Raju is our regular Telugu film hero, and this is as mainstream as it gets so he is introduced romancing and fighting at the same time. The first half coasts along and nothing really happens for much of Thandel’s runtime. Physical distance gives way to emotional distance between the lovers but the way the film narrativises these events is toothless. The film places itself in melodramatic territory, the star-crossed lovers’ separation is the whole point, but the writing is flat and we never feel for any of these people. Apart from Sai Pallavi, everyone and everything is artificial including the filmmaking. It is probably forgivable to use a green screen for scenes atop a lighthouse, but Satya is staged in front of what looks like a green screen even for a scene on the terrace of her tiny dwelling. The film looks cheap and when even basic scenes are given this little attention then what to make of stormy seas where there are both fights as well as lifesaving action.
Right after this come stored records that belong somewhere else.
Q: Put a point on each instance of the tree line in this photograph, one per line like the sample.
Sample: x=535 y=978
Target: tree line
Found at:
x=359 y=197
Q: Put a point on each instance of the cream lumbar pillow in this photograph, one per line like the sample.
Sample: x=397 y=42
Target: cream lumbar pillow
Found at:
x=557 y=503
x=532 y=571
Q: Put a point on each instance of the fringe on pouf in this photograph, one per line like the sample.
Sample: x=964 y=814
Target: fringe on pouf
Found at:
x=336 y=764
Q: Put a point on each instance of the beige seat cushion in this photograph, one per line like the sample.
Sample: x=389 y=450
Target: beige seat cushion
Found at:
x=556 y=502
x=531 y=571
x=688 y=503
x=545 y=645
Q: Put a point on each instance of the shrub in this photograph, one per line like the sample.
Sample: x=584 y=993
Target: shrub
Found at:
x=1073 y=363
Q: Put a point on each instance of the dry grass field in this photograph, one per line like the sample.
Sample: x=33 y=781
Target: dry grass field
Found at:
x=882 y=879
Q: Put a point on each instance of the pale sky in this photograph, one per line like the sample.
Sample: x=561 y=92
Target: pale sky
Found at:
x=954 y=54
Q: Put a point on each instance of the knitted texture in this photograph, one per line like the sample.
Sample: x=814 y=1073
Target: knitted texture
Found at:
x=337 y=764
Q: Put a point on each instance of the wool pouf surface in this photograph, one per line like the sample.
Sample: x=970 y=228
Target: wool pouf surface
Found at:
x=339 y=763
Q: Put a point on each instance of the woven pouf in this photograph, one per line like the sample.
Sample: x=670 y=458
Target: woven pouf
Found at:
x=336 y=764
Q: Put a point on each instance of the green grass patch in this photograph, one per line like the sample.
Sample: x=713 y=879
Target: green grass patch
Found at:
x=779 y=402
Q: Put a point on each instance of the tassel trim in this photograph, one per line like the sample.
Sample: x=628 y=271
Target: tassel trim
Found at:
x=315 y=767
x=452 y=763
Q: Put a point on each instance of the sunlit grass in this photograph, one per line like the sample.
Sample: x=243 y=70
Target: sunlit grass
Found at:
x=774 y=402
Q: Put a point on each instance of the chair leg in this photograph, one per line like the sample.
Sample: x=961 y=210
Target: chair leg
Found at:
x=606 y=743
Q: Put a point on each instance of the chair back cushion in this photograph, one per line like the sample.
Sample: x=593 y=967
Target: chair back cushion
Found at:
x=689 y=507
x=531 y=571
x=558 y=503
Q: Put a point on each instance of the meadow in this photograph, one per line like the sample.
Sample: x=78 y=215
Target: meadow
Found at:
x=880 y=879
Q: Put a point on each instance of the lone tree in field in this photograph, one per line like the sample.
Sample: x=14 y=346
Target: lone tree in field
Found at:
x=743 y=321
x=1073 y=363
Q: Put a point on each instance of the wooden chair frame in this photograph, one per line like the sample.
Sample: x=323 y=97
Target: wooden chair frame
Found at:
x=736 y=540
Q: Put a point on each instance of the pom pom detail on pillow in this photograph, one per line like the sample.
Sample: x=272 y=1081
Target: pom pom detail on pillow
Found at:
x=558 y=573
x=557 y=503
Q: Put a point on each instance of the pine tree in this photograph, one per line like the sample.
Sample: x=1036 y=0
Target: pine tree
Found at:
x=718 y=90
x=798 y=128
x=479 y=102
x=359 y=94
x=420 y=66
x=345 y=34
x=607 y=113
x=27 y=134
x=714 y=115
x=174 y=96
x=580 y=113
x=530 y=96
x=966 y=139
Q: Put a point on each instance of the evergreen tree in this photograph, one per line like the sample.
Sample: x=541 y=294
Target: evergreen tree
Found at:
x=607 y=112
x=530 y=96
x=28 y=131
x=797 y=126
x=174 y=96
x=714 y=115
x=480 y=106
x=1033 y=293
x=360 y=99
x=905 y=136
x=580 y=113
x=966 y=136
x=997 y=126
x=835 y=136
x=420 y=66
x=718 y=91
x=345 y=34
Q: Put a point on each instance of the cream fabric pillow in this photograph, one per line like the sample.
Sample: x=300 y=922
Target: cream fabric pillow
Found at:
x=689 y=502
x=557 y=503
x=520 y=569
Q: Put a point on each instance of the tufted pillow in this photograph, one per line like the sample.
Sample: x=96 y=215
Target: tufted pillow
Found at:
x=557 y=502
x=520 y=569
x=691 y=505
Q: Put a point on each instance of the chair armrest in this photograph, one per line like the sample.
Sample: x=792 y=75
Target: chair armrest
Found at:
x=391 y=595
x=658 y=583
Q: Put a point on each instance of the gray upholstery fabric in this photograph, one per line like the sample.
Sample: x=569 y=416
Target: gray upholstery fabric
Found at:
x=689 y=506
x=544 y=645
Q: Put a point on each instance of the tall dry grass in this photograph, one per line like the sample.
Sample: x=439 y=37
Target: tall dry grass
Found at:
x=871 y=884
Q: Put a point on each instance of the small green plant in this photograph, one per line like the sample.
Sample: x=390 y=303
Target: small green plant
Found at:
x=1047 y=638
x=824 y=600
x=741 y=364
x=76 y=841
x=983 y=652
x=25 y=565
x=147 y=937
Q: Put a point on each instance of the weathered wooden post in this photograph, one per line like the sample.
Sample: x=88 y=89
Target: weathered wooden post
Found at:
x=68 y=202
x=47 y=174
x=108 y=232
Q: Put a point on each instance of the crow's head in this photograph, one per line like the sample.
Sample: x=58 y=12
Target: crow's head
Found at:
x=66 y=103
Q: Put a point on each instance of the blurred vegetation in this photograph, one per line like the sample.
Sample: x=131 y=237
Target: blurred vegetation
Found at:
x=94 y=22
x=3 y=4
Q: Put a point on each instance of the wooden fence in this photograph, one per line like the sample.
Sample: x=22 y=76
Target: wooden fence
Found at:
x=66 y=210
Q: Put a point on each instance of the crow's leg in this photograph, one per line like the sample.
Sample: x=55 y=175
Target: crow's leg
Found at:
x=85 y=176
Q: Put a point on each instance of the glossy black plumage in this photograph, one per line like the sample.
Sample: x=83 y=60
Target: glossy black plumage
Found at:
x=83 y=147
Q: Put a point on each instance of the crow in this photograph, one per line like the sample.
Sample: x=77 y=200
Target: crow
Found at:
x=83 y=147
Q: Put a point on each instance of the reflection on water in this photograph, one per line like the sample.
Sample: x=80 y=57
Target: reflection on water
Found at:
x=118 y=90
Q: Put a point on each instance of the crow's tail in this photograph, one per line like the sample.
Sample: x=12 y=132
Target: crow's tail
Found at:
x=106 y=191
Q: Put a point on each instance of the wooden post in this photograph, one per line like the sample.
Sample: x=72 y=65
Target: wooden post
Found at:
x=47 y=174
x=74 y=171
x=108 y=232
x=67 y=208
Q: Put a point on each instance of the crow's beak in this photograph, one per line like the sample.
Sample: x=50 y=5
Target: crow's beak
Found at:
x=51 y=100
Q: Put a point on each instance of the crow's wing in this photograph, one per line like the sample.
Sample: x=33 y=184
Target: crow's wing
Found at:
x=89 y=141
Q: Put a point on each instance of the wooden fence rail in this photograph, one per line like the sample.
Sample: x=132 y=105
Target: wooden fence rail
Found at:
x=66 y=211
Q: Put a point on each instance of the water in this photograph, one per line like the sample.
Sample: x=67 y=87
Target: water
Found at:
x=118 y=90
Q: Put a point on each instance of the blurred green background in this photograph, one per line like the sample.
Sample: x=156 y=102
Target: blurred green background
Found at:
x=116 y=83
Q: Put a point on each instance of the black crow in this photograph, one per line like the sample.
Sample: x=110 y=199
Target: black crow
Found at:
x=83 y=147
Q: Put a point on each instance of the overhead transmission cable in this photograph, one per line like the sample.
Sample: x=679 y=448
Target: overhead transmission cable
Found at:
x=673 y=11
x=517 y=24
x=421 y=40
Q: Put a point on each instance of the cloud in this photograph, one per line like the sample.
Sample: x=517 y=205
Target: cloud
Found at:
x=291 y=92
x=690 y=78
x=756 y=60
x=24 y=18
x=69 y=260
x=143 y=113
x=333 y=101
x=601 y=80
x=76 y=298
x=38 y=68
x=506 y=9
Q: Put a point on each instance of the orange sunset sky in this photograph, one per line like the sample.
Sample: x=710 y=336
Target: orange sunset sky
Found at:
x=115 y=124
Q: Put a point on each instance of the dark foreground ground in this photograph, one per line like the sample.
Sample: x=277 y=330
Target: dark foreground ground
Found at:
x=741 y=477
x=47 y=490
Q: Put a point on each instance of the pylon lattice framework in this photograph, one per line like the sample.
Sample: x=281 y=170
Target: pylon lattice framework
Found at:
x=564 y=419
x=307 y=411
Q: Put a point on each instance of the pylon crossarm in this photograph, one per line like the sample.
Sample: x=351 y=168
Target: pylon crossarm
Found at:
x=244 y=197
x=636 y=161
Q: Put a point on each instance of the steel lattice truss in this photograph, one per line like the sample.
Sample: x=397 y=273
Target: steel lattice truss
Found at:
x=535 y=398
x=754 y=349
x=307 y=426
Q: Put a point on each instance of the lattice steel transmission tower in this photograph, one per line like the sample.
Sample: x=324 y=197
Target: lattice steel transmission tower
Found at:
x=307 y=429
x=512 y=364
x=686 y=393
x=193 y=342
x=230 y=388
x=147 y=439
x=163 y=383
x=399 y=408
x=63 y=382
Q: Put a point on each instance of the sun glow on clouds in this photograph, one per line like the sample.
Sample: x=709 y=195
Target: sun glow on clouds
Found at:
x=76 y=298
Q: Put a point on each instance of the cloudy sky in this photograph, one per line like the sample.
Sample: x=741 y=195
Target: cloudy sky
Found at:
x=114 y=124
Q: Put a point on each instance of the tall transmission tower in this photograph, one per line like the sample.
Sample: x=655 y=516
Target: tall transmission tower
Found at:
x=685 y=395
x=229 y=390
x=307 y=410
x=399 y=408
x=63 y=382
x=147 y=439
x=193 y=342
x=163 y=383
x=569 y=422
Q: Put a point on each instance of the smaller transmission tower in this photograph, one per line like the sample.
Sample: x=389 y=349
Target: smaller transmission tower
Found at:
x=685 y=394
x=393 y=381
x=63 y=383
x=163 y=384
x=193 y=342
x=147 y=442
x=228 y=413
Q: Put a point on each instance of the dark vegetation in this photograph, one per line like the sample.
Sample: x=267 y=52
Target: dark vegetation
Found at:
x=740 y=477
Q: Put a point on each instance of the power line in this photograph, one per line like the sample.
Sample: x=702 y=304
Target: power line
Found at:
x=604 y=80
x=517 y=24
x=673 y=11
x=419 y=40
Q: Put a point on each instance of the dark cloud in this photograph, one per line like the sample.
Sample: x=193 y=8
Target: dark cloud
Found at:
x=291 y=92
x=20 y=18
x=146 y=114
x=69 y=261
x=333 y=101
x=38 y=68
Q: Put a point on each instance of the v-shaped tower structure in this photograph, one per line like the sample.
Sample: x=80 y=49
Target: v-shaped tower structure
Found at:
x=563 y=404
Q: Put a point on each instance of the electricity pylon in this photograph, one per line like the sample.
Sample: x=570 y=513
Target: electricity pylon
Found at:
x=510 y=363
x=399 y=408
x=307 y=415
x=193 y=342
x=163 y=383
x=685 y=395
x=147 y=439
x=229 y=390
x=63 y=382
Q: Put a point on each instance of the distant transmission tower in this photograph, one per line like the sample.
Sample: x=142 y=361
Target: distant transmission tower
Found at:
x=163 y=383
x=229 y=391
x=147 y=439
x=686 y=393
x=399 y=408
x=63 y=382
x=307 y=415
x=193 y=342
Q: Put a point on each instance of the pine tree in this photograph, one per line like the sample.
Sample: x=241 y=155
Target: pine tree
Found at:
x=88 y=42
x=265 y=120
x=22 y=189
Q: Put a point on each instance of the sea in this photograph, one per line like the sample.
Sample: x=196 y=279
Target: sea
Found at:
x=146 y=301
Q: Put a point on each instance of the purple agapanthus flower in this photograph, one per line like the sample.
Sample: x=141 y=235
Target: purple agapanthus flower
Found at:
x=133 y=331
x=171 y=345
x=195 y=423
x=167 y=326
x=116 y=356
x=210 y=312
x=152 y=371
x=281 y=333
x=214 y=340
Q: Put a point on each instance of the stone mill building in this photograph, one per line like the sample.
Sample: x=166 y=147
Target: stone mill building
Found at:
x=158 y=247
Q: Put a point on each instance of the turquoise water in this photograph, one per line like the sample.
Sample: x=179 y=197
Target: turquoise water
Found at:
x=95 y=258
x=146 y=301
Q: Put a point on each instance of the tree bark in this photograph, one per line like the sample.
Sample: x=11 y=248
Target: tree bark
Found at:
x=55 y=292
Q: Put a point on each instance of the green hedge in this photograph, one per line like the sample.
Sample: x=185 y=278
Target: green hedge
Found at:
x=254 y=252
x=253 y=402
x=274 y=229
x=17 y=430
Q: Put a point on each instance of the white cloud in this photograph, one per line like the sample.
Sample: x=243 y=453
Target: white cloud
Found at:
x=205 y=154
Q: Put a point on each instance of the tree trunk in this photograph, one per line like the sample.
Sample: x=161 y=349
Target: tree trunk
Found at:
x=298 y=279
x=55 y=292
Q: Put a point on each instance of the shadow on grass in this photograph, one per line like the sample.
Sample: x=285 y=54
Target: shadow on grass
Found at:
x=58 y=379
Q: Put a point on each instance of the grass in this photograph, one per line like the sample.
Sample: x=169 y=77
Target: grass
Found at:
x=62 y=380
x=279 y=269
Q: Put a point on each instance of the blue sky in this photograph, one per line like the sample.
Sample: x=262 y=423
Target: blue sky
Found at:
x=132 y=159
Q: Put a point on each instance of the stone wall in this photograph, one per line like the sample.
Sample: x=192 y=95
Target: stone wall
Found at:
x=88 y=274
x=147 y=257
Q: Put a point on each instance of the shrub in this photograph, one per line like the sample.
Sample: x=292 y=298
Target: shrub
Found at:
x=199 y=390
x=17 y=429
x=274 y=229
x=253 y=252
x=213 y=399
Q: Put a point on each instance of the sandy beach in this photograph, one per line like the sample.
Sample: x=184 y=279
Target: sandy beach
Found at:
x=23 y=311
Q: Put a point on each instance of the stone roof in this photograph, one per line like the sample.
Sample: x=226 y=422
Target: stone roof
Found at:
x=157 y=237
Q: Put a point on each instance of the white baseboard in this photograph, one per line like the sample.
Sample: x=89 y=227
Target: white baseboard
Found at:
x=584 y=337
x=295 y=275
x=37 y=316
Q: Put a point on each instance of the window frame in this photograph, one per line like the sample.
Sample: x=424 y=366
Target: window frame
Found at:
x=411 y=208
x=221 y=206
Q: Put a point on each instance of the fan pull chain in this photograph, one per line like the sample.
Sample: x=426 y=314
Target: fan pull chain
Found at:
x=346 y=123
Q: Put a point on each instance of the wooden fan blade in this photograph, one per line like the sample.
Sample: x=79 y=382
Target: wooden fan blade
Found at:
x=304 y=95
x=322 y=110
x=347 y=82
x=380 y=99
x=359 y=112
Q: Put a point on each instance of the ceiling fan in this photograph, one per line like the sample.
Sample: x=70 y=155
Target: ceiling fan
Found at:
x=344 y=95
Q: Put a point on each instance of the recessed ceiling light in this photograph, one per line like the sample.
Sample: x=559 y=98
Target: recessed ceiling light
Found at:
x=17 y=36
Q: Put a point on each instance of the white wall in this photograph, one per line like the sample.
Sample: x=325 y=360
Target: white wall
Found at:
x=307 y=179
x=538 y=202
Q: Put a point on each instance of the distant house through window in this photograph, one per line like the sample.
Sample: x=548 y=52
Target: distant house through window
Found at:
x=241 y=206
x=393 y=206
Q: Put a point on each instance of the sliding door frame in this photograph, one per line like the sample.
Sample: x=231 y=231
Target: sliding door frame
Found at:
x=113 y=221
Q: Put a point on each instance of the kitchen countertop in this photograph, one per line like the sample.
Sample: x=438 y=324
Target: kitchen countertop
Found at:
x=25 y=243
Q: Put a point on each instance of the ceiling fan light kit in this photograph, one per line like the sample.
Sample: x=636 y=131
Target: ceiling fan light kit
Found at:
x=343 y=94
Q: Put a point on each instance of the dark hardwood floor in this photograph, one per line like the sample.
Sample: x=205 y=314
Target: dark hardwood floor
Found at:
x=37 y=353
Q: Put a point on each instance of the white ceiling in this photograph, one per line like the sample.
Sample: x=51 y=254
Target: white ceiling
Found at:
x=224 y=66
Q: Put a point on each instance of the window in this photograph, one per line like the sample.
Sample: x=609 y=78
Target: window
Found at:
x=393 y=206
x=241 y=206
Still from Thandel. YouTube screengrab.
Still from Thandel. YouTube screengrab.

Thandel, therefore, looks dated and the emotional hooks too are as old as cinema itself. This is not a sin. It can still work today if done well but the film lacks conviction in presenting its story, it is all without passion and heat. The second half of the film is inspired by the true story of Chodipilli Musalayya and fellow fishermen who inadvertently crossed the border off Gujarat into the waters of Pakistan. They spent over a year in prison before returning to India. Raju, who is now the thandel/anchor/leader of his gang, has all the opportunities to flex muscles inside the prison in Karachi. And Mondeti gets all the freedom to flex his jingoistic ideas. Except for one senior jailer played by Prakash Belawadi, every Muslim man is demonised. There is a thank you card for the late Sushma Swaraj, the former BJP leader and central minister. The film makes use of her history as External Affairs minister even though the real story occurred in 2000. 

Thandel has everything the new India with hyper fixations of Hindu imagery in cinema would like. Though this is nothing new in Telugu cinema, there is a song on Lord Siva, Raju’s boat bears the name Durga, and a huge Siva lingam shrine becomes Raju and Satya’s regular haunt, second only to the lighthouse. In the name of boosting the film with some adrenaline, Mondeti sprinkles on some casual Islamophobia along with real-world events like the repealing of Article 370 in 2019. It is also around the time Swaraj passed away, so it gives him a reason to prolong Raju and his friends’ misery in Pakistan. Her name is changed to Sushila, but we see her photograph (due to weird censor board rules around this) and for utterly no reason, Sai Pallavi offers unnecessary adoration and condolences at the frame.

Still from Thandel. YouTube screengrab.
Still from Thandel. YouTube screengrab.

By this point, we have forgotten that Raju and Satya had anything going at all between them. The romance is now cold, the film loses whatever grip it had over a story, and becomes something of a one-woman show, Sai Pallavi, protesting, standing outside ministries and doing everything she can to bring the people of her community home. It is frankly pathetic how Thandel uses and twists some real-world events to suit the film and its agenda. If the filmmaking looks cheap with all that green screen, the writing is worse with subplots involving urinating over words and flags and forced circumcision. Apparently, no one cares that a child is in the same prison as all the adults. But then the film doesn’t care that everyone from people in Gujarat to Karachi speaks in Telugu. Thandel is the best bad film in all the oldest ways possible.